Ed Miliband spoke about the cross-party nature of the Commission and the recognition of the failure of housing policy for a number of years, failing to address a housing crisis which touches everyone in some way. He noted John Boughton’s comment that a government which tackles the housing crisis will be remembered for many years for changing people’s lives, and welcomed the Commission and its report for its encouragement to reframe the argument about social housing. Key issues are about who social housing is or can be for, how investment is to be made and what else that investment would do, and who should the developers be.

Ed noted that the mood is changing in both main parties, for example in lifting the HRA cap, and felt that the Commission’s recommendations provide a real opportunity to press forward on Labour policy and commitments. What is needed next is a Delivery Plan.

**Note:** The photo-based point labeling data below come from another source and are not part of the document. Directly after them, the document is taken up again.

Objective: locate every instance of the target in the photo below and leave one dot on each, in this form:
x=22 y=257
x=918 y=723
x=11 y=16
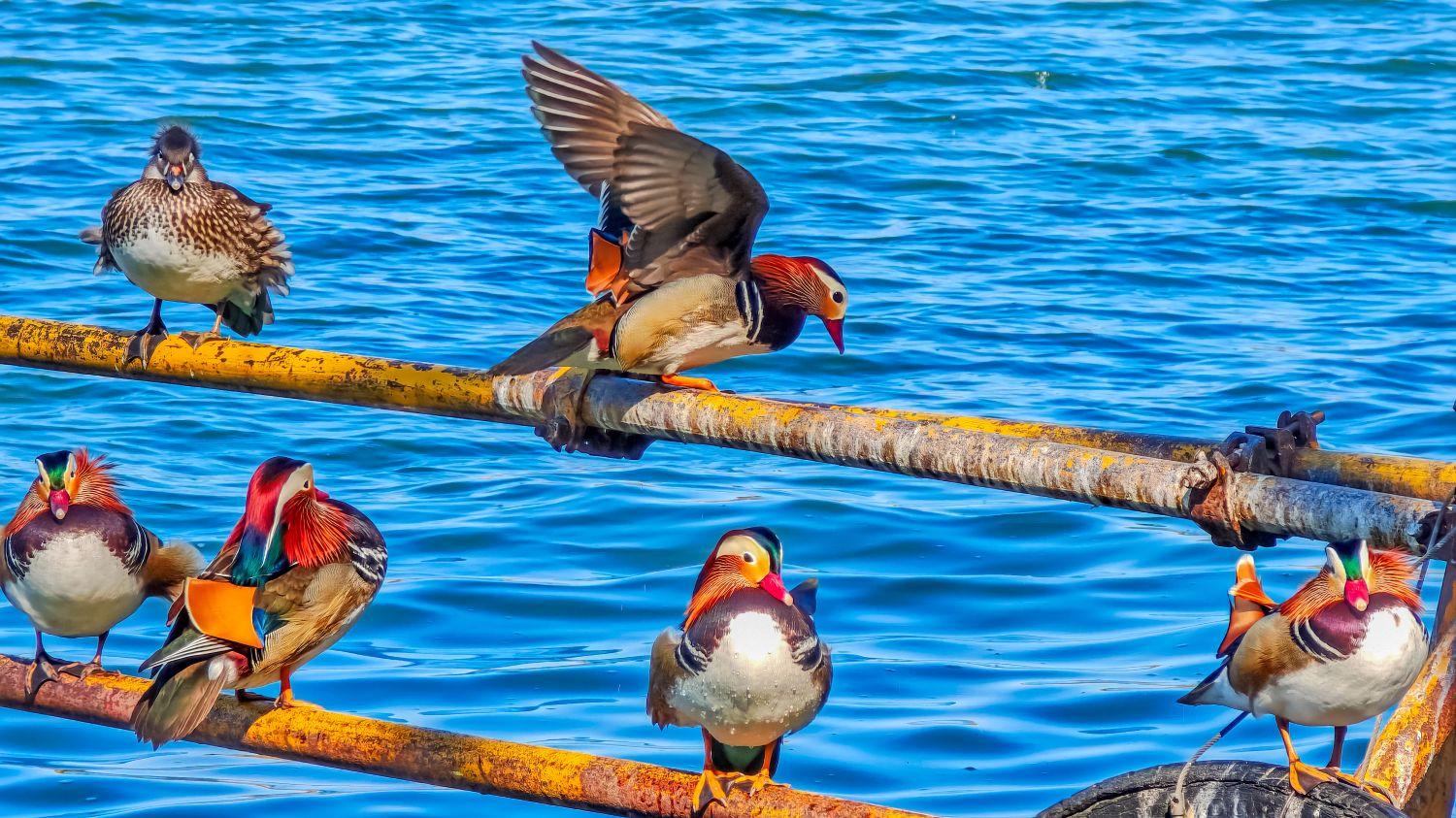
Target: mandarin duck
x=672 y=262
x=78 y=562
x=291 y=578
x=1340 y=651
x=745 y=666
x=183 y=238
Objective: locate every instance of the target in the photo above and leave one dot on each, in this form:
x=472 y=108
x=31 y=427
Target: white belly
x=699 y=346
x=76 y=587
x=1357 y=689
x=751 y=692
x=177 y=271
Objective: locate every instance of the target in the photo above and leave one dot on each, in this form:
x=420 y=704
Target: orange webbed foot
x=1362 y=785
x=687 y=381
x=1304 y=776
x=756 y=782
x=710 y=789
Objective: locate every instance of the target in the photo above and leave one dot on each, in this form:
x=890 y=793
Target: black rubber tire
x=1217 y=789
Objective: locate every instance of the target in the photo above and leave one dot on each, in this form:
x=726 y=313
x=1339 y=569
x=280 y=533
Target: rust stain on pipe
x=1415 y=753
x=925 y=445
x=427 y=756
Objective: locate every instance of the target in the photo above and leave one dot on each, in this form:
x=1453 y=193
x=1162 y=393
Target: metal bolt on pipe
x=906 y=444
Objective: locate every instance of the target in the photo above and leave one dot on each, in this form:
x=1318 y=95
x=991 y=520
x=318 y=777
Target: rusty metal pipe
x=887 y=442
x=524 y=771
x=87 y=349
x=1414 y=756
x=1385 y=474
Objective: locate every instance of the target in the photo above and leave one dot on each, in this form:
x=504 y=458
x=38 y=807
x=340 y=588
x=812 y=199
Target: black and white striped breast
x=1337 y=632
x=771 y=325
x=367 y=552
x=794 y=628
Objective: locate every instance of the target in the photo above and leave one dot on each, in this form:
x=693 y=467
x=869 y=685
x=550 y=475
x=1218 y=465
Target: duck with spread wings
x=672 y=268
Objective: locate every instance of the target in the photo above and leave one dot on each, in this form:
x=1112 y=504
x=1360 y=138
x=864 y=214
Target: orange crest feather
x=718 y=581
x=316 y=532
x=1389 y=573
x=95 y=486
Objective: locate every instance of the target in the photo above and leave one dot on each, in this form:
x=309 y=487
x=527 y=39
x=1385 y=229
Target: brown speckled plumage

Questions and comments raised issues about: 
The future of Right To Buy 
Engaging the Treasury 
The growing problems for 40-6- year olds in the private rented sector 
The economy of land, tax, and housing 
How to switch subsidies from home ownership to public housing, and benefits to bricks
How to push Tory boroughs to develop public housing 
Whether flexible (temporary) tenancies are appropriate 
How to enable the design and construction of public housing since most Councils have lost the staff teams to do this
Whether to take housing expenditure (i.e. investment) out of the Public Sector Borrowing Requirement


Workshops: Shelter Housing Commission – what does mean for Labour housing policies?

Housing should be about homes not assets. We need a progressive tax regime that diverts subsidy from private supply to public rented. One view was that public funding should be focussed on public rent only.

Development of new public homes
A delivery plan for building is needed. This should be accompanied by a return to compelling local authorities to build, with council housing as the solution, not the problem. Risk-averse local authorities are not building, but selling off their properties and land. Should compulsion be top-down, and centralised or more decentralised?

The delivery plan needs to go beyond numbers. There needs to be a shift in the funding of local government, to rebuild capacity, borrowing powers, CPO powers, and design and planning teams. Local authorities should take the lead in delivery of more public housing, but we must not ignore co-operative and community-led options.

Some LAs (Redditch is a good example) are investing in the skills needed for developing off-site (modular) construction. This needs to be accompanied by a balanced approach to a skills strategy, for both traditional and modular construction.

Housing Associations 
Legislation is also needed to make Housing Associations more accountable, and reform their governance, with a view to making changes in their behaviour, with no investment in those Associations that refuse to change. This may mean breaking up the larger Associations, and the approach may also need to be applied to ALMOs.

Private rented sector 
The worst part of the private rented sector should be municipalised. To pay for this, we need to accept a long term pay back on borrowing.

Owner-occupation 
Subsidising home ownership tends to increase prices and developer profit.
Twice as much public subsidy goes into home ownership than social rent
This costs a lot of money and in the long term does not help
Any public home ownership subsidy should be done by equity grant

Stamp duty should be replaced by a tax system based on capital gains. This should be looked at as part tax reform programme which looks at how we tax land value.

More needs to be said about under-occupation and unoccupied houses, and especially about the large amount of empty housing in London. Could we make it illegal for property to be unoccupied without a plan for its useage?

Regulation 
A single regulator was not considered a priority and its desirability was questioned. More commonality of standards and regulations is to be welcomed, but we need to sort out public housing regulation first: standards and tenant involvement.

Leasehold reform 
This is a critical issue, which has got stuck under the Tory Government. Labour needs to say much more about how to resolve the problems.